The story is witty and cute and definitely packed with romantic tension. I was as enamored with Olly as Maddy was upon his entrance to her life. He’s fun and smart, yet has that sort of dark, angsty mystery to him, as well.
Confession: I snooped and read a spoiler (which I immediately regretted) before reading the book for myself. I was worried that knowing a major twist (which the reviewer felt was too perfect or too simplistic) would affect my ability to enjoy the story and really stay in the moment while reading it.
I found the characters so engaging that I wasn’t bothered by knowing what would happen. The outcome felt organic to me, and much more plausible within the context of the story than the review had made it seem.
The one thing that rang a little false to me was Maddy’s confidence about the outside world. I would have expected her to have more anxiety, even if she felt like the risks would be worthwhile. She seemed a little too in control at some moments.
All in all, though, I felt like Yoon does an amazing job with the character development and with the reference to poetry, philosophy and math. Those parts along with the situation concerning Maddy’s health elevate the story from a common contemporary teen romance to something much more substantive. Readers who enjoy books by John Green and movies like The Eternal Sunshine of the Spotless Mind or The Truman Show should give this novel a read.
Profanity or Crude Language
A handful of instances of brief strong profanity, usually in reference to a drunk man berating his family.
One sex scene – includes a short description of what happens.

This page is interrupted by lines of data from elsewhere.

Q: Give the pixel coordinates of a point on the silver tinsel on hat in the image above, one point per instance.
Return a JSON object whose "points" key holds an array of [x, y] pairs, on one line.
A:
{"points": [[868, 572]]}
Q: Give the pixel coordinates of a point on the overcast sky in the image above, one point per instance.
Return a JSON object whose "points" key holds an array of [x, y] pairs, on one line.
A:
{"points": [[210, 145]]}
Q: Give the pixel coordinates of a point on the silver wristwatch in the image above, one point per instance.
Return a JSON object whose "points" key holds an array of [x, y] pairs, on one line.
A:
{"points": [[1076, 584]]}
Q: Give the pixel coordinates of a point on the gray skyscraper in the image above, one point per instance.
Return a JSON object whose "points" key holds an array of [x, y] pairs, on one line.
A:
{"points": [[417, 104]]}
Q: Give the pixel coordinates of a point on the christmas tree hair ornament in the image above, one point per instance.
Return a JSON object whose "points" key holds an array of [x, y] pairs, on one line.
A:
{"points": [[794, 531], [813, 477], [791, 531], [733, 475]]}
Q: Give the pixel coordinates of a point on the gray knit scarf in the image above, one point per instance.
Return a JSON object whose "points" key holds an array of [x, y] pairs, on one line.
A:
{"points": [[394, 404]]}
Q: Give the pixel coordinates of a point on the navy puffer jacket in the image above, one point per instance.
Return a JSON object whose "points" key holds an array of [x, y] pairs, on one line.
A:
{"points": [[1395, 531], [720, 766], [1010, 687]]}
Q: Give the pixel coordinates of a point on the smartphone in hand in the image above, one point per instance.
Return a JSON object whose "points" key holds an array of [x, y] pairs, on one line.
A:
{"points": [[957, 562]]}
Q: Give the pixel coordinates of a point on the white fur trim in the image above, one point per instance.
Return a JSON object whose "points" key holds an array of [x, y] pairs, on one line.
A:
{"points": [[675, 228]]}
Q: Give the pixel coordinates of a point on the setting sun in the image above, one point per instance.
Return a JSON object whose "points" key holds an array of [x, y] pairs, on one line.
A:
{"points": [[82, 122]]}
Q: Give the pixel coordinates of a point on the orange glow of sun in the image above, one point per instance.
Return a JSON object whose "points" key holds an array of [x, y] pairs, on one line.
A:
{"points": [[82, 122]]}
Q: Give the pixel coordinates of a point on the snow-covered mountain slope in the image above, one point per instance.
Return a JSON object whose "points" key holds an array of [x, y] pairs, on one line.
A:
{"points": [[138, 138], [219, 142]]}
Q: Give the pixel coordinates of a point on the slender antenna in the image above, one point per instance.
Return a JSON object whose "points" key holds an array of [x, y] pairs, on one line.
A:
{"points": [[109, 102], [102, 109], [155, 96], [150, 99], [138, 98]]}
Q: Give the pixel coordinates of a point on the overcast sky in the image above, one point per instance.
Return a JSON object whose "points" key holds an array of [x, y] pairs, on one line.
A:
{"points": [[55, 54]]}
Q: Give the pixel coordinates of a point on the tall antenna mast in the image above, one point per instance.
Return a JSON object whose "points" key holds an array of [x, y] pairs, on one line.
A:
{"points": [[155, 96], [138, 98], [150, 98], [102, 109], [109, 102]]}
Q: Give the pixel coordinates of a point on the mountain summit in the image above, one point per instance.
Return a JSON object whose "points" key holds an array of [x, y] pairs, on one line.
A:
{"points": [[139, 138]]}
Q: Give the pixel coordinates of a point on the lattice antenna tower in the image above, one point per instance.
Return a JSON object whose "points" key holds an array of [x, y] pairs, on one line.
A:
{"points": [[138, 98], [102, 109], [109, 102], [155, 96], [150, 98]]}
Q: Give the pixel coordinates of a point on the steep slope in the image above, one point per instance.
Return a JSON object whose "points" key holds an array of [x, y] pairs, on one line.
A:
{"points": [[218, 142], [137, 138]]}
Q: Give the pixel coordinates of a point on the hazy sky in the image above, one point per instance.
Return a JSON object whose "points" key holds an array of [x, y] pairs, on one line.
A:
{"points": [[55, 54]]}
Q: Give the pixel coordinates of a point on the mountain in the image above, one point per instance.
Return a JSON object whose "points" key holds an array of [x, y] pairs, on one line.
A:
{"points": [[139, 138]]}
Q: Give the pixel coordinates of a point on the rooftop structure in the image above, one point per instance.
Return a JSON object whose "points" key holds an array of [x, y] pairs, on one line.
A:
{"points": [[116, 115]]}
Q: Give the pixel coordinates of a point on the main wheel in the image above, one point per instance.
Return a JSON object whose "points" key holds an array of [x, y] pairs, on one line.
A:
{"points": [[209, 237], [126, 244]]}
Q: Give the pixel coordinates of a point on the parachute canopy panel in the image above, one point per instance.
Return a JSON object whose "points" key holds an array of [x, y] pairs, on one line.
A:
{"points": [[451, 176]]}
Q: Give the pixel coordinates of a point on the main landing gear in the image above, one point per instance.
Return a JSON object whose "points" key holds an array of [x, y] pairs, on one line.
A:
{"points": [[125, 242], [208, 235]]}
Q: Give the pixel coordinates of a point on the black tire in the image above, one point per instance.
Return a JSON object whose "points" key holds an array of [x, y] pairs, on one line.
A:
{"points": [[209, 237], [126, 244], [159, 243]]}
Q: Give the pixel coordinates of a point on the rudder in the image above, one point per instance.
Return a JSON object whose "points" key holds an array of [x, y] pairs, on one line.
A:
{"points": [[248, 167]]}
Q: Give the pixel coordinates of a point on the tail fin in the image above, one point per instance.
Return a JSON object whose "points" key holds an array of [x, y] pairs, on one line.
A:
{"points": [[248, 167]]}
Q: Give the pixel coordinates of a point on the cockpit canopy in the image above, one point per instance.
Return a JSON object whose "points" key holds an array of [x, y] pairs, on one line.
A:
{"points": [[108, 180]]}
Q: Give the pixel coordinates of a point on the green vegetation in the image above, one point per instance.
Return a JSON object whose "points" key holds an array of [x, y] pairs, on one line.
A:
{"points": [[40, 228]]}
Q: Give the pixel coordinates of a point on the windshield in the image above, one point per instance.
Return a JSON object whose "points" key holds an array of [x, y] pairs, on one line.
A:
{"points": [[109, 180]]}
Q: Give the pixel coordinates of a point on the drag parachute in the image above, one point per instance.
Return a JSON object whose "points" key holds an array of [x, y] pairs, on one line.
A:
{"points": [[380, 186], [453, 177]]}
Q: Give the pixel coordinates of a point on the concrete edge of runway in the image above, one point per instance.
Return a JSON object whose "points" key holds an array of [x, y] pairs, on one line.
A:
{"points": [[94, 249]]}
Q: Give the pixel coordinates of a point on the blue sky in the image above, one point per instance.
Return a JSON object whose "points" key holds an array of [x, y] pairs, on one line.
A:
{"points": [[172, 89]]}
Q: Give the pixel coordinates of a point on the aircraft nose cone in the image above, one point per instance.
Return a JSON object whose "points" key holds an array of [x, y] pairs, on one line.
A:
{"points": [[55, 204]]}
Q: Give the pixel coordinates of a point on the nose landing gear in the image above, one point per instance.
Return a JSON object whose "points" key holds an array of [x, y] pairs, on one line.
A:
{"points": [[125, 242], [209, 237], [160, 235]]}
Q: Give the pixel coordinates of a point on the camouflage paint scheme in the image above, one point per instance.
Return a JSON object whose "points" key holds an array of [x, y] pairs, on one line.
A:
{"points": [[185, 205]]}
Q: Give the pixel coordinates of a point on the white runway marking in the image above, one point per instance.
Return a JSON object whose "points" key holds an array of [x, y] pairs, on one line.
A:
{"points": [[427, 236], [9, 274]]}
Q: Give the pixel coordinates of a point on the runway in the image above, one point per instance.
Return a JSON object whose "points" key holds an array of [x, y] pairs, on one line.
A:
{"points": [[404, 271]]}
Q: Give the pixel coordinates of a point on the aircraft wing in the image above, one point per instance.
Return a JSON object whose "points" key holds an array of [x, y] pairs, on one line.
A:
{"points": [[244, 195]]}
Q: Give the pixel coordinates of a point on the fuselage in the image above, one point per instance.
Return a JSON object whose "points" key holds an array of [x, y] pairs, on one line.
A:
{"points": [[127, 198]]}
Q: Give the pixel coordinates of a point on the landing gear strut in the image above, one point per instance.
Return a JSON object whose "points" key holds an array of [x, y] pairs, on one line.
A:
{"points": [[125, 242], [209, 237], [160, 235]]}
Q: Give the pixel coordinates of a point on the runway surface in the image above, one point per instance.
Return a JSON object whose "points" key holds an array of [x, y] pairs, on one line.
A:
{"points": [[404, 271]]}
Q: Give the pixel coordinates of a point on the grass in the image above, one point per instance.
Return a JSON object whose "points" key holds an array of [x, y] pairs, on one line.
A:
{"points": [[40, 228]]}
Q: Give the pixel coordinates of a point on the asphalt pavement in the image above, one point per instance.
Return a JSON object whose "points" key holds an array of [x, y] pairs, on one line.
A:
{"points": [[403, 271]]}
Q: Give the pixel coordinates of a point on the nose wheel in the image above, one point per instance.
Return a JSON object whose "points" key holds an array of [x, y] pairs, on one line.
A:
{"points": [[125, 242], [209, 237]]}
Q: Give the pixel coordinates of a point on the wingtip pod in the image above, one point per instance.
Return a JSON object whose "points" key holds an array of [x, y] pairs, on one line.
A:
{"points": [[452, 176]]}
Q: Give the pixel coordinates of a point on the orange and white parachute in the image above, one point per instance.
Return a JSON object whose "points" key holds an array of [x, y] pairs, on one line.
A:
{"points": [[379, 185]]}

Their bodies “moving together” and that sort of thing. It is supposed to be Maddy’s first sexual experience.
Madeleine and Olly briefly discuss ideas about hope and faith – more general, less specific to any one religion really. He is pretty convinced there’s nothing more out there in the universe whereas Maddy finds the idea of faith appealing.
Maddy spies on neighbors and witnesses a confrontation that turns violent.
Note: I received a free copy of EVERYTHING, EVERYTHING in exchange for my honest review. All opinions my own.